Last night I dreamt I went to Barsoom again

I lay down in my hotel room, far from home and low in spirit.  In place of the usual Gideon’s, to my surprise, was a copy of “A Princess of Mars” – a first edition, no less.  I flipped through the pages in a desultory fashion, at once recalling the the adventures of John Carter and Dejah Thoris and puzzling over the mystery of this volume’s presence in my room.

My eyes started to drift shut, and I placed the book back where I had found it in the bedside drawer.  I found my accustomed sleeping position – and immediately fell asleep.

I woke, almost at once it seemed, but with a groggy-start, as if from a deep sleep. I sat up, shook my head and looked around, trying to find the light switch.  As I continued the rise from the depths of sleep, I realised that it was already light, about as light as on Spring day.

I looked around.  This was most certainly not my bed, not my hotel room.  The ground I was sitting on was cold, and covered with greenish-lichen.  I got to my feet: the lichen crunched underfoot as a turned around, looking at the terrain.  The depression of ground spread out for tens of kilometres in every direction; off in the distance, I could see hills, low and red.

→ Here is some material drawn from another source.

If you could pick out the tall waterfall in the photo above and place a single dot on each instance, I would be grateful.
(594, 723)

I jumped.  It was not as graceful as I had hoped, but John Carter’s first attempts had warned me of what to expect. Leapt and bounded to the top of rise, covering tens of metres with every stride.  From my vantage, I looked around and saw two clouds of dust closing on each other.  I wished I had binoculars, but had little doubt that two tribes of the fearsome, fearless green warriors of Mars were closing on each other ready for battle and conquest.

Dare I go closer?  No.  I was sure to be seen and captured, if I did not stop a radium bullet fired with malice or by mistake.  I continued to look around, warily returning to view the distant fight from time to time.  I saw a flotilla of airships, perhaps from the fair double city of Helium itself, crest the hills.  Gracefully they floated across the arid desert-bowl.  I stood between the ships and the Green Martians and did not know where to look.

I gazed too long at the airships and, when I turned again, I saw that a part of Green Martians had broken free of the battle and were racing towards me.  I turned and ran, taking long jumping strides.  I was just able to keep my lead, but I was no Fighting Virginian and quickly became winded.  I landed a little too heavily on a rock that shifted underneath me.  It threw me off my stride and I tumbled headlong, striking my head on a rock.

Blackness.

I woke in the middle of falling out of bed, and landed on the floor of my hotel room with a bump, that would have been embarrassing if there had been anyone there to see it.  I landed on my shoulder, but not too heavily.  I sat up and saw the glowing red figures of my travel alarm o’clock.  Surely I could only have been asleep for minute, two at the most.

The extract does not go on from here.